The Arcive of Official vBulletin Modifications Site.

Stop Spammers with rel=nofollow in URLs! · **Released**: 01-19-2005

In the first cooperative move for nearly ten years, the major search engines have unveiled a new indexing command for web authors that they all recognize, one that they hope will help reduce the link and comment spam that plagues many web sites....due to removing the point of doing it in the first place.

The new "nofollow" attribute that can be associated with links was originated as an idea by Google in late 2004 and MSN and Yahoo, as well as major blogging vendors have jumped onboard.

The Nofollow Attribute

The new attribute is called "nofollow" with rel="nofollow" being the format inserted within an anchor tag.
When added to any link, it will effectively serve as a flag to tell the search engines that the link has not been explictly approved by the site owner, and therefore "not follow" it, or not use the referring page's (on your site) Page Rank in any way.

For example, this is how the HTML markup for an ordinary link might look:

<a href="http://www.somedomain.com/page.html">My forums are the best lol lol lol click here!!</a>

This is how the link would look after the nofollow attribute has been added, with the attribute portion shown in bold

<a href="http://www.somedomain.com/page.html" rel="nofollow">My forums are the best lol lol lol click here!!</a>

This would also be acceptable, as order of elements within the anchor tag makes no difference:

<a rel="nofollow" href="http://www.site.com/page.html" >Visit My Page</a>

Once added, the search engines supporting the attribute will understand that the link has not been approved in some way by the site owner.

Think of it as a way to flag to them, "I didn't post this link -- someone else did."

Quote:

Originally Posted by Alkatraz

If Google sees nofollow as part of a link, it will:

1. NOT follow through to that page.
2. NOT count the link in calculating PageRank link popularity scores.
3. NOT count the anchor text in determining what terms the page being linked to is relevant for.

The site that is being linked to will gain nothing from the link, so the whole point of doing it in the first place is removed.

WHAT WILL THIS DO, IN ESSENCE?

This will affect URLs in posts, as well as signatures...anything that goes through the bbcodeparse function as far as I can tell/guess, and will work recursively, or whatever the word is that means 'it will affect all existing posts and signatures'...or it did for me anyway.

Update:

Thanks to Michael Morris and natez0rz for pointing out that using the $post global would be a much better idea.

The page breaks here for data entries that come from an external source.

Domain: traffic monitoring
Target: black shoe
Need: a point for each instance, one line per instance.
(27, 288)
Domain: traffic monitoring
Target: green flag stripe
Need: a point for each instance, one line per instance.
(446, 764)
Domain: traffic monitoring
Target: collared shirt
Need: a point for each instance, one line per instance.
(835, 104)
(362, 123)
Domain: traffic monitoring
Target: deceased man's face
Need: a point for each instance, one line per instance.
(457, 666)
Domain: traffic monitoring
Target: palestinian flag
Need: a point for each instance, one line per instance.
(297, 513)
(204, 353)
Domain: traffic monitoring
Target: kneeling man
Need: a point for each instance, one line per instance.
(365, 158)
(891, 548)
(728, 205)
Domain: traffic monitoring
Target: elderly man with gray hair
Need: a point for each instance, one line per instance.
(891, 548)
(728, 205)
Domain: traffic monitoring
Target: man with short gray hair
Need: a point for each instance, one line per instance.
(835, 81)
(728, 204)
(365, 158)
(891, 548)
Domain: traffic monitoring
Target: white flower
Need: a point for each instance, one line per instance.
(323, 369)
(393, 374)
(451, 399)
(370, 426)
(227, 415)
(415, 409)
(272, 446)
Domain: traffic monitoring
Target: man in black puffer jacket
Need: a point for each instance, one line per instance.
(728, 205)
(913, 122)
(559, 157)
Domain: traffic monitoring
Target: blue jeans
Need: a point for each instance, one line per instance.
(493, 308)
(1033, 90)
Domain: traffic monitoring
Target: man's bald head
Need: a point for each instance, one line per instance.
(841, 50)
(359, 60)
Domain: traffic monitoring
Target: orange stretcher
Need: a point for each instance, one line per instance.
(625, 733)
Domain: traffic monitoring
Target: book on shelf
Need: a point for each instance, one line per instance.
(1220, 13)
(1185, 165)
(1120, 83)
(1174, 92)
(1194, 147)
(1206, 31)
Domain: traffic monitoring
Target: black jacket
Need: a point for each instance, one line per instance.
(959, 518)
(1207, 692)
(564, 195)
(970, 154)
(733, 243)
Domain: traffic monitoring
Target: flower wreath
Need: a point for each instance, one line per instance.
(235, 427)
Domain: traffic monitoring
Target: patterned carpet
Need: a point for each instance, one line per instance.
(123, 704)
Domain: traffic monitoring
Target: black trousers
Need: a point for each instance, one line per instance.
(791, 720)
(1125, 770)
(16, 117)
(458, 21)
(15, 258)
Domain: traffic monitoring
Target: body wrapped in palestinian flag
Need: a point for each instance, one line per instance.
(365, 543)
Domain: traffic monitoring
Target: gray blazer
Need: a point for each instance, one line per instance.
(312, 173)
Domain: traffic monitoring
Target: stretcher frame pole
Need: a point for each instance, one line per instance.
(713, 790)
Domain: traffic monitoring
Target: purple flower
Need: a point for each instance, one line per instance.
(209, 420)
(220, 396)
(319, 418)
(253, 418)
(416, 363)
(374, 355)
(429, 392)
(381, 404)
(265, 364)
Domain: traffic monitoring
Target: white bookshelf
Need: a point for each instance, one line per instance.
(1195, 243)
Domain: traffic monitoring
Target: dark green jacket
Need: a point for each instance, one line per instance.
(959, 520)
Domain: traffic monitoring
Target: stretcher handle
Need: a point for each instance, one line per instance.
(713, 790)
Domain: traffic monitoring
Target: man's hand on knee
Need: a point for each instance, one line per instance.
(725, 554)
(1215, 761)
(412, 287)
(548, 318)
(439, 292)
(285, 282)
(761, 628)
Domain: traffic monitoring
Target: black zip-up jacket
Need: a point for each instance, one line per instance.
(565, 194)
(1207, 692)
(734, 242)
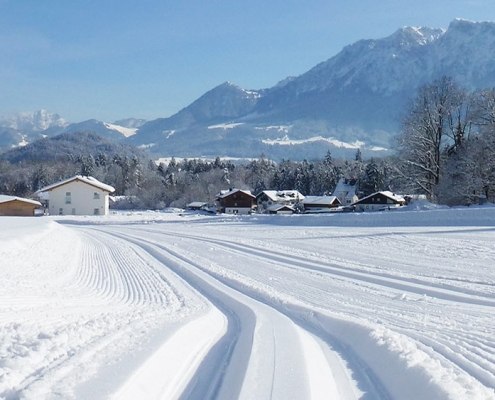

To change the conditional number of posts, alter

PHP Code:


			
OR $post['posts'] > 50)

to whatever you like.

It should work with all vB 3.0.x versions, but was tested on 3.0.6.

File to modify: 1

1/ Open your includes/functions_bbcodeparse.php file

Find:

PHP Code:


			
if ($type == 'url')

    {

        // standard URL hyperlink

        return "<a href=\"$rightlink\" target=\"_blank\">$text</a>";

    }

    else

    {

        // email hyperlink (mailto:)

Replace with:

PHP Code:


			
        if ($type == 'url')

    {

        global $post;



if (is_member_of($post, 6) //Admins are exempt

OR is_member_of($post, 5) //Mods are exempt

OR is_member_of($post, 7) //SuperMods are exempt

OR $post['posts'] > 50) // People with over 50 posts are exempt

    {

    // standard URL hyperlink

    return "<a href=\"$rightlink\" target=\"_blank\">$text</a>";

    }

    else

    {

     return "<a href=\"$rightlink\" rel=\"nofollow\" target=\"_blank\">$text</a>";

    }

    }

   else

    {

        // email hyperlink (mailto:)

2/ Save and Upload.

3/ Relax, safe in the knowledge that spammers linking from your site are doing so for no reason whatsoever.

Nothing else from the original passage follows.